Yes - but Rodney does know what he's doing. I doubt the educational value of an amateur dissection


----------



## sparkle (Mar 21, 2007)

I cant see the problem with cutting up something.. I can see another few issues.. Posting it over a forum is unessecary.. I think

I can however see a serious issue if a vet tells their client to cut up their lizard ( messengermatt) to ascertain cause of death.. not a legal issue, just an issue around doing it correctly and actually being able to perform biopsies etc.. i cant see how thats remotely possible in a kitchen at home with no access to a lab.. its not a proper Pm or even a professional one with prcedures that are thourough enough to lead to a professional conclusion..

it may be interesting to do.. but how worthy the decided outcome would be of a non professional is highly dubious.. and for a vet to suggest it seems odd..

if I wanted to know why my animal had died i would not take the risk of personally guessing by cutting it up myself.. if however i was not requiring a cause of death.. I may open it up out of interest without the need to KNOW why it had died.. 

although i cant really see the point to be honest


----------



## snickers (Aug 15, 2007)

I find this very odd. I cut up dead animals all the time. Trout and mackerel mainly, but also chicken, turkey, goose, an occasional rabbit. I've watched it on telly quite a bit too on many more types of animal, and at a couple of shows at the NEC.

The motivation is different, but the pictures are exactly the same and no vets involved.


----------



## Grond (Jun 17, 2008)

Many koi carp owners perform their own PM's and books showing what to look for under a microscope are available. It's often the only way to be sure what disease/parasite is present and enable you to treat the others to prevent further deaths.

Maybe this is because it's difficult to take fish to the vets(although once they're dead there's no issue) I don't know.

I understood that it was diagnosing/treating/PMing other peoples animals that was the problem.

A law that generally prevents dead animals being cut up would be ludicrous as it would prevent people from butchering meat/hunting/fishing etc.

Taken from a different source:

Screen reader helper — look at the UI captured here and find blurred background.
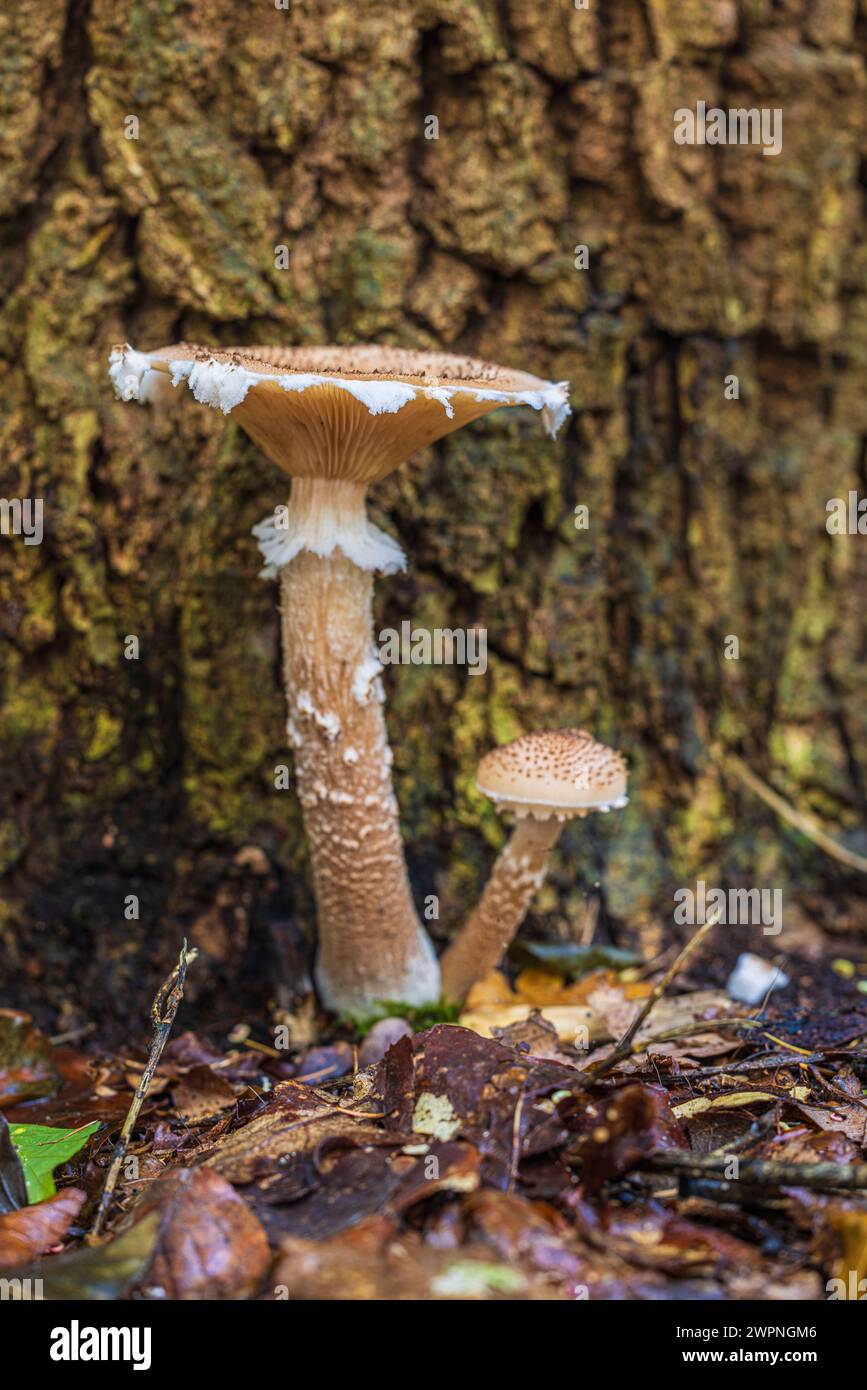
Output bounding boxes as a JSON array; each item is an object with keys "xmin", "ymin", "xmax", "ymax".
[{"xmin": 0, "ymin": 0, "xmax": 867, "ymax": 1036}]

If I carve my chicken at dinner, should I call the cops??

I think it's just to prevent cowboys setting up as 'vets' and conning/misinforming people.


----------



## C4VEMAN-5AM (May 30, 2009)

Schools do it all the time, they cut up pigs and frogs.
No it isnt illegal no one has anything to worry about.


----------



## arvey (Jan 3, 2008)

there are a couple of issues here. firstly post mortem examinations fall under the category of veterinary surgery. to quote the RCVS "Surgical and post mortem pathology is inherently diagnostic and is fully within the legal defination of veterinary surgery"
There are also laws regarding the disposal of clinical wast as well as health and safety laws.

the bigger picture is why are these laws in place? yes they are probably difficult to enforce. They are there to protect both the person carrying out the examination and the general public from the risk of infectious disease.

now lets look at the post in question. not the examination itself (i think i have a tentative diagnosis based on what i have seen but have chosen keep this to myself) but what else is there. 

coasters for cups including a childs coaster, an animal carrier, dining room table most likley with only a layer of newspaper as protection, letters, some officy stuff. Kitchen Knives, a pair of kitchen scissors. Were gloves worn, was a mask worn, was the animal sutured afterwards. what was the ventilation like in the room. The animal is "laid to rest in the garden". I assume unsutured and therefore contaminating the soil and water drainage.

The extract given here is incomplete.